If heart attacks blared a warning signal, patients would have a better chance of avoiding them. That’s the idea behind a new imaging technique developed by a Spartan-led team of researchers.
“We shine light into an artery where we’ve delivered certain types of particles that can absorb that light,” said Bryan Smith, an associate professor in Michigan State University’s College of Engineering. “As a product of the release of that energy, they can literally shout back at us in ways that we can detect and use to create 3D images.”
To be clear, the sound signal isn’t audible to human ears, but it’s easily captured by an ultrasound’s transducer. Thanks to Smith and his colleagues, this technique can now be used to directly image atherosclerotic plaques, the medical term for fatty clumps that accumulate in arteries that can lead to strokes and heart attacks.
The researchers showcased the new technique in mice, the first step towards advancing the technology for use in humans. The team published its results in an article that’s now available online in the journal Advanced Functional Materials. The journal will also feature the work as an inside cover story in a September issue.
“The power of our new technique is in its selectivity,” said Smith, who is the director of the Translational NanoImmunoEngineering Lab located at MSU’s Institute for Quantitative Health Science and Engineering, or IQ.
“There are certainly other methods to image plaques, but what distinguishes this strategy is that it’s cellular,” Smith said. “We’re specifically looking at the cells — called macrophages and monocytes — that are most responsible for making a plaque vulnerable in the first place.”
Although it’s difficult to prove whether a particular plaque is responsible for a stroke or heart attack in a patient, the prevailing idea is that vulnerable plaques are the most dangerous, Smith said. These are inflammatory plaques that can rupture and consequently block blood vessels.
In addition to fatty deposits, vulnerable plaques also contain lots of immune cells, including many macrophages and monocytes. Smith and his colleague have developed nanoparticles — tiny tubules made of carbon atoms — that naturally and specifically seek out these cells.
In injecting the particles into mice, researchers send the tubes searching for specific immune cells that congregate in plaques. The researchers can then shine laser light into the arteries. If there is a plaque present, the particles will absorb the light and emit sound waves. The researchers then use this acoustic signal to locate and visualize the plaque.

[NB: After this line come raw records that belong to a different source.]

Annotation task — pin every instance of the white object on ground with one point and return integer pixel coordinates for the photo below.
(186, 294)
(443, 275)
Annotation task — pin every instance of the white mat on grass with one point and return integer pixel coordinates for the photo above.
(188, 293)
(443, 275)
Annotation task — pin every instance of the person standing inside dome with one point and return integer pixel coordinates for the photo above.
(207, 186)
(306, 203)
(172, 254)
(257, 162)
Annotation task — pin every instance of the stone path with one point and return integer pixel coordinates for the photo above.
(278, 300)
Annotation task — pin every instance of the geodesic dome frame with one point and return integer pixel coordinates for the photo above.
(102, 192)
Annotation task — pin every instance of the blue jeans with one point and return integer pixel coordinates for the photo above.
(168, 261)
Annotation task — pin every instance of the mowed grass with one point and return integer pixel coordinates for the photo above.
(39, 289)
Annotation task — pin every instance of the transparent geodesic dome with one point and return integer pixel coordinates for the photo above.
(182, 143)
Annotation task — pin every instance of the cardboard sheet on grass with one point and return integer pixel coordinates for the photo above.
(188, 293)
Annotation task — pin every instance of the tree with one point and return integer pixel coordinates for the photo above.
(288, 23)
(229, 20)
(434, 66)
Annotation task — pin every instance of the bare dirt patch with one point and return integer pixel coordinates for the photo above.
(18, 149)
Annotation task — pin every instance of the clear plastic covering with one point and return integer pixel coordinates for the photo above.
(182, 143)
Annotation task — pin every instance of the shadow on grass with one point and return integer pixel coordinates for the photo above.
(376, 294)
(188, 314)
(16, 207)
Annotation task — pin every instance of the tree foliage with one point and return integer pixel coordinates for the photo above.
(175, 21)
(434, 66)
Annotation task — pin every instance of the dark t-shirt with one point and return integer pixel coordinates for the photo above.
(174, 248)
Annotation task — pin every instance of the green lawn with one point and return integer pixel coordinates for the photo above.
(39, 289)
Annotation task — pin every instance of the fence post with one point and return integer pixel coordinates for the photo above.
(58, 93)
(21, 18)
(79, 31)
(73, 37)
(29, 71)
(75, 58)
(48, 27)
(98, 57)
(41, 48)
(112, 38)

“If you look at a normal blood vessel versus one with a plaque, there’re a lot more macrophages and monocytes in the one with the plaque,” Smith said. “And our method is really looking at the monocytes and macrophages. Virtually no other cell type takes up the nanoparticles.”

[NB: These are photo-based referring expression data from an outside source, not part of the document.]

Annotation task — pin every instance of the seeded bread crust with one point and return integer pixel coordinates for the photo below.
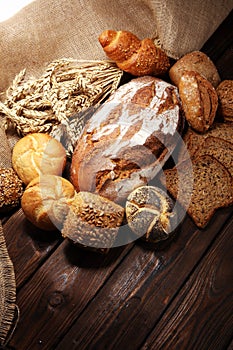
(225, 99)
(209, 188)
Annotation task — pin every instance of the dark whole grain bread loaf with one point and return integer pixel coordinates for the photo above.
(193, 141)
(127, 141)
(205, 188)
(218, 148)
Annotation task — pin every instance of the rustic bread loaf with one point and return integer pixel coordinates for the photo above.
(205, 188)
(36, 154)
(225, 100)
(199, 99)
(194, 141)
(196, 61)
(46, 201)
(132, 55)
(11, 189)
(93, 221)
(128, 139)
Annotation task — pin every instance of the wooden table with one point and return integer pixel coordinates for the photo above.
(179, 296)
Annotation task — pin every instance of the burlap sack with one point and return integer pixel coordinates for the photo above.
(45, 30)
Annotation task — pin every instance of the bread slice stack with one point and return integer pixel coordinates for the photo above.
(208, 186)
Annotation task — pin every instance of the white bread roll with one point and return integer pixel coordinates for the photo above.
(36, 154)
(46, 201)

The idea behind coupling light and sound, known as the photoacoustic effect, dates back to Alexander Graham Bell in the late 1800s, Smith said. Still, to go from that idea to a medical diagnostic, it required the development of crucial technologies such as lasers and ultrasounds. The technique is now coming of age with the Food and Drug Administration approving a photoacoustic imaging machine for detecting breast cancer earlier this year.
In the future, doctors may image arterial plaques in a precise and noninvasive way through Smith and his team’s innovations with nanoparticles. Joining Smith on the project were researchers from Stanford and Emory universities.
“This exciting progress in nanomedicine was only possible because of our multi-disciplinary team of experts,” said Eliver Ghosn, a collaborator on the project and an assistant professor at the Emory University School of Medicine and its Lowance Center for Human Immunology.
“Currently, there is no effective way to accurately locate and treat vulnerable plaques before they lead to a heart attack or stroke,” Ghosn said. “We hope our studies will help change that.”
From a treatment standpoint, Smith’s lab has also already shown that it can pack their nanoparticles with a drug used to fight plaques. Moving forward, the team will explore using these particles to aid with imaging and delivering a therapeutic.
“So you might ask, can you connect those ideas, develop a combination of a therapy and a diagnostic? I think the answer is absolutely yes,” Smith said. “There is a lot of potential in that realm. It’s in the pipeline.”